The report reveals member satisfaction varies across different categories of funds. Industry funds have seen a 7.4 percentage point drop in satisfaction to 66.8 per cent since January 2022, while self-managed super funds (SMSFs) have seen decline of 5.6 per centage points, but members of SMSFs remain the most satisfied of all, with almost three-quarters (74.4 per cent) saying they are very or fairly satisfied with their fund.

In contrast, public sector fund member satisfaction experienced a 7.9 percentage point decline in customer satisfaction over 18 months, and now sits at 71.2 per cent.

This drop is the largest across all categories, and satisfaction in public sector funds stands at its lowest level in almost three years.

Retail funds experienced a 7.3 percentage point decrease in customer satisfaction, resulting in a 59.6 per cent satisfaction rating.
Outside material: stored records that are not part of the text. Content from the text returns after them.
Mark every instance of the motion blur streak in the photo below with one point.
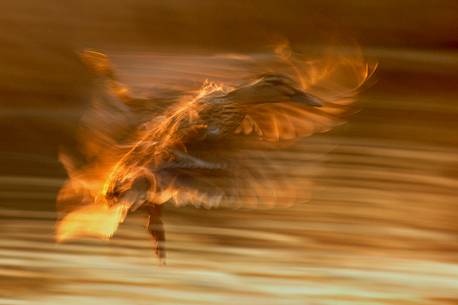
(379, 229)
(167, 128)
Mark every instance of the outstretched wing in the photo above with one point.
(250, 167)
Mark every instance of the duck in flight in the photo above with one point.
(196, 148)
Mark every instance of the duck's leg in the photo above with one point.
(156, 229)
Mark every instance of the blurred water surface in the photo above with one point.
(381, 226)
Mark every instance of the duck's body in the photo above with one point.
(189, 151)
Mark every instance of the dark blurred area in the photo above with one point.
(41, 74)
(381, 228)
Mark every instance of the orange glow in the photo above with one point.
(87, 200)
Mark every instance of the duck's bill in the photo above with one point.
(94, 221)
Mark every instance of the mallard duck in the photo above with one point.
(196, 148)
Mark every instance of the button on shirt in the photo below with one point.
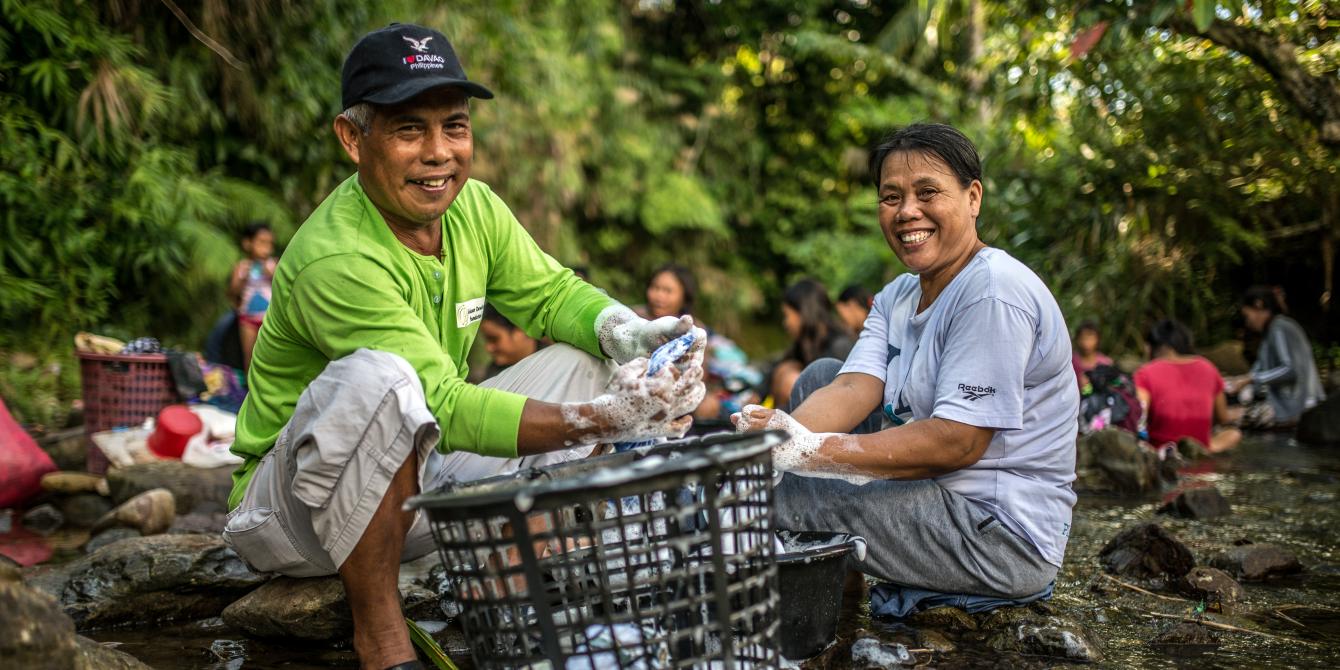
(346, 283)
(992, 351)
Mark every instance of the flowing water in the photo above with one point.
(1280, 492)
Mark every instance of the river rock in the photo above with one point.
(34, 631)
(1198, 504)
(85, 509)
(148, 579)
(109, 536)
(871, 653)
(288, 607)
(1183, 634)
(1256, 562)
(150, 512)
(1114, 460)
(1053, 637)
(95, 655)
(1146, 551)
(194, 489)
(43, 519)
(1212, 584)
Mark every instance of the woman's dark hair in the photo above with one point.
(856, 294)
(937, 140)
(1087, 326)
(1262, 298)
(1170, 334)
(686, 282)
(818, 323)
(255, 228)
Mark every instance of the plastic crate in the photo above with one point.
(651, 558)
(121, 390)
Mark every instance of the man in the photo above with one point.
(505, 343)
(358, 398)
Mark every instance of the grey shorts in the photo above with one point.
(314, 493)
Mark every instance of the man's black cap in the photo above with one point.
(399, 62)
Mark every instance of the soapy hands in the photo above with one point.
(800, 453)
(635, 406)
(623, 335)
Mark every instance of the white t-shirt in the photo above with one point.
(990, 351)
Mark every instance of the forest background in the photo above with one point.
(1146, 158)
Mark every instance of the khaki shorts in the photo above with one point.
(315, 492)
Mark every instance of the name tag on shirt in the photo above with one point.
(469, 312)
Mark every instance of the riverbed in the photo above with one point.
(1281, 493)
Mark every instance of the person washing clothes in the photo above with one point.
(249, 286)
(948, 437)
(358, 395)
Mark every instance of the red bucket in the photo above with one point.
(174, 428)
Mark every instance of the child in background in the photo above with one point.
(249, 284)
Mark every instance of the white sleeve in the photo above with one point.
(980, 381)
(870, 354)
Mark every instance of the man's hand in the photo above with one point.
(637, 406)
(625, 335)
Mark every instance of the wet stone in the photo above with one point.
(290, 607)
(1256, 562)
(1198, 504)
(109, 536)
(944, 618)
(85, 509)
(1053, 637)
(1186, 634)
(1146, 552)
(871, 653)
(228, 649)
(1212, 584)
(934, 641)
(43, 519)
(149, 579)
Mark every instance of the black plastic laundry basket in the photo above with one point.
(643, 559)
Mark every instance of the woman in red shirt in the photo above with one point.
(1182, 393)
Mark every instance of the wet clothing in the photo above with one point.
(990, 351)
(314, 493)
(1182, 395)
(919, 533)
(1287, 370)
(346, 283)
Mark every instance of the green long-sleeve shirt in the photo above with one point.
(347, 283)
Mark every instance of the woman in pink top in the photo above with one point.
(1086, 355)
(1181, 391)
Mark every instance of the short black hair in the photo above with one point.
(255, 228)
(1262, 298)
(491, 314)
(685, 278)
(856, 294)
(1170, 334)
(938, 140)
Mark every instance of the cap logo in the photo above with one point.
(418, 44)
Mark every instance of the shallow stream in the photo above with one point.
(1281, 493)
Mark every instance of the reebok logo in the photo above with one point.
(976, 393)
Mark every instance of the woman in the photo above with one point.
(854, 307)
(815, 332)
(1182, 393)
(1087, 357)
(1284, 367)
(966, 488)
(670, 292)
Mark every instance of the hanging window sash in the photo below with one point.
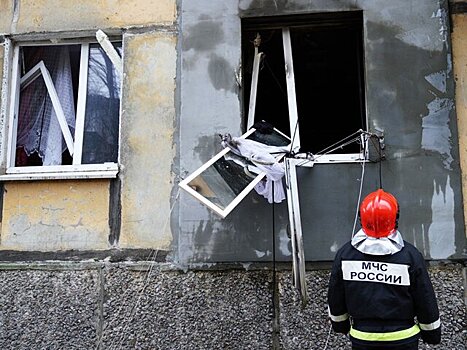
(223, 181)
(254, 85)
(291, 95)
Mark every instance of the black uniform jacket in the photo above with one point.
(381, 294)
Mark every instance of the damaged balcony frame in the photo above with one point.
(75, 170)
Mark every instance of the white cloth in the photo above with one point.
(378, 246)
(272, 188)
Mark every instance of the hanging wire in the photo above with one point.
(151, 259)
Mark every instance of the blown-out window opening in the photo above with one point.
(311, 71)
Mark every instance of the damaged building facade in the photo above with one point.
(101, 248)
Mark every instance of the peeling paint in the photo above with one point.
(441, 233)
(436, 134)
(36, 16)
(51, 216)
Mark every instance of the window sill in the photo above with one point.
(64, 172)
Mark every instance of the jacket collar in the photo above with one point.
(378, 246)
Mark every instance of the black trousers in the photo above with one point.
(411, 346)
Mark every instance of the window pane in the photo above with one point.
(101, 124)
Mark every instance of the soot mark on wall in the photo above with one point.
(203, 36)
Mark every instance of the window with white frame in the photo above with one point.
(64, 111)
(310, 80)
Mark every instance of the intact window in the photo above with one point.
(324, 72)
(64, 110)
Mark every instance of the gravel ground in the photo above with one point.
(202, 310)
(123, 306)
(48, 309)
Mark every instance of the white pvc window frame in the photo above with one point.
(76, 170)
(223, 211)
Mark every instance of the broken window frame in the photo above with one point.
(223, 212)
(76, 170)
(292, 101)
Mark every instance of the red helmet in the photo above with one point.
(379, 213)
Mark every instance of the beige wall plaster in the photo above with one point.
(6, 15)
(55, 215)
(459, 49)
(59, 15)
(147, 151)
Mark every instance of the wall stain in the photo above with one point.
(203, 36)
(221, 73)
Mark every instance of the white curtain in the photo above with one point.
(38, 127)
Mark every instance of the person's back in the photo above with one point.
(379, 284)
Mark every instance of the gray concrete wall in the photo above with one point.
(409, 95)
(104, 305)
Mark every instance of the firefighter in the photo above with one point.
(379, 290)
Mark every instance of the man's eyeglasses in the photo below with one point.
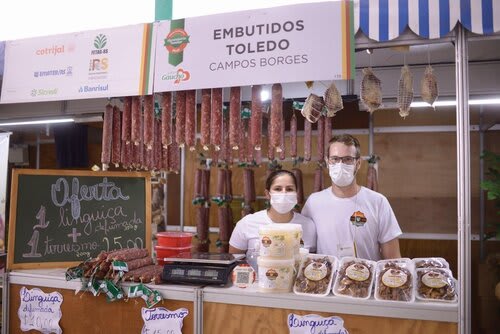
(348, 160)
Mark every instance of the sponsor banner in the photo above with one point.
(283, 44)
(91, 64)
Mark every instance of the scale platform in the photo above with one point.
(200, 268)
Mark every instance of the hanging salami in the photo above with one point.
(206, 102)
(276, 116)
(321, 138)
(300, 187)
(135, 134)
(216, 119)
(256, 123)
(235, 118)
(107, 136)
(293, 135)
(149, 116)
(307, 140)
(116, 142)
(180, 117)
(191, 119)
(166, 119)
(126, 119)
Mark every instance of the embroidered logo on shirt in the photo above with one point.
(358, 218)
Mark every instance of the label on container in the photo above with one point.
(394, 278)
(315, 271)
(358, 272)
(276, 278)
(434, 279)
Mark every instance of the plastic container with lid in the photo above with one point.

This figure, however, remains notably higher than the long-term average of 54.9 per cent for retail funds.

Economic waves

Roy Morgan CEO Michele Levine emphasised in a media release on Wednesday that while current member satisfaction with superannuation funds has seen a decline since January 2022, it is still above its 15-year average.

“Despite the fall, [member] satisfaction remains well above the long-term average of 58.1 per cent and higher than at any point prior to 2021,” she said.

Levine highlighted the implications of recent fund mergers for member satisfaction.

“Roy Morgan has extensive data on the impacts these mergers have on the customer satisfaction of the super funds involved in the mergers and acquisitions,” she said.

“One of the key messages coming through from these mergers is the importance of communication and a smooth transition process for members throughout.”

Levine said the volatility of the ASX was a key factor influencing the fluctuations in member satisfaction. The ASX fall from a peak in August 2021 to a low in June 2022 and its subsequent recovery by July 2023 has played a role in shaping member sentiment.

Levine said that as merger activity is likely to continue, “for these larger and more complex superannuation funds to maintain a high degree of customer satisfaction and better investment returns will be more important than ever before”.

Other factors may also be at play in shaping member satisfaction, however. Some members with high account balances have begun leaving funds because they are not getting the level of service they expected, according to research house CoreData. This came as the federal government and regulators started putting pressure on funds to improve customer service.

Additionally, Minister for Financial Services Stephen Jones told the Retirement Conference, co-hosted by Conexus Financial and the Conexus Institute in Canberra earlier this month, that superannuation funds must provide forms of advice to members in order to meet their obligations under the Retirement Income Covenant.